また、年に1回この標準報酬月額の見直しを行う「算定基礎」という作業が総務部で行われます。4~6月分の給与支給額を、社会保険加入者全員分日本年金機構に提出し、9月分の保険料から、保険料の負担額が改定になります。
配偶者・扶養家族の保険料について
また、配偶者と扶養家族の保険料についてですが、こちらは結論から言うと、納付不要です。表現が適切かどうかはわかりませんが、配偶者と扶養家族の保険料については、社会保険の被保険者に便乗して保険料を支払う形となります。こういった点を考えると、社会保険被保険者は、家族を扶養に入れるとお得です。
国民健康保険と社会保険の高額医療の違い
もし、病気やケガで入院することになった際には、「高額療養費」という1ヶ月にかかった医療費が限度額を超えた場合に、越えた金額分が払い戻される制度があります。こちらも、国民健康保険と社会保険で異なる部分があります。その異なる部分とは何かについて紹介していきますので、よくご確認ください。
年収が同じでも差が出る場合がある
結論から言うと、年収が同じでも社会保険の方が医療費がかかっても得することになります。医療費の限度額は、国民健康保険は昨年度の所得金額から、社会保険は月収から計算することになります。収入から必要経費を引いた額が所得になりますが、国民健康保険の場合は、さらにそこから33万円を引いた額が所得となります。
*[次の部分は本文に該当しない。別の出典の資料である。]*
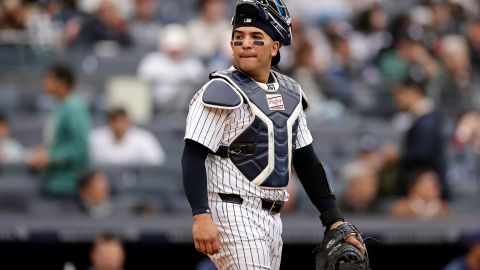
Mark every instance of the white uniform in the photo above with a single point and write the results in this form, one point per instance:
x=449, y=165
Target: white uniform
x=250, y=236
そのため、年収が同じでも国民健康保険の場合は、自己負担限度額が社会保険よりも低くなってしまいます。この点では、国民健康保険に加入している方は損をすることになってしまいます。
社会保険にしかないメリット
実は社会保険には、国民健康保険料にはない大きなメリットが存在します。それは、社会保険被保険者の保険料の負担額が少なく済むという点です。国民健康保険料は被保険者本人が全て負担しなればなりませんが、社会保険は保険料の負担を補助してくれる制度があります。こちらについて詳しく紹介していきます。
企業が保険料を半額負担してくれる
社会保険に加入すると、保険料は社会保険の被保険者と企業で折半して負担することになります。つまり、社会保険の被保険者が負担するべき保険料は、従来負担するべき保険料額の半額だけで良いのです。収入が多い人ほど保険料の負担額が減ります。保険料の負担が半額だけで良いのは大きなメリットです。
扶養家族の保険料を納付しなくてよい
また前述したように、社会保険の保険料を納付すべきなのは社会保険の被保険者のみで、扶養家族は保険料を納付しなくて済みます。扶養家族の保険料は社会保険の被保険者に便乗する形で納付することになるため、扶養家族の保険料の負担額は0円です。こちらも社会保険の大きなメリットです。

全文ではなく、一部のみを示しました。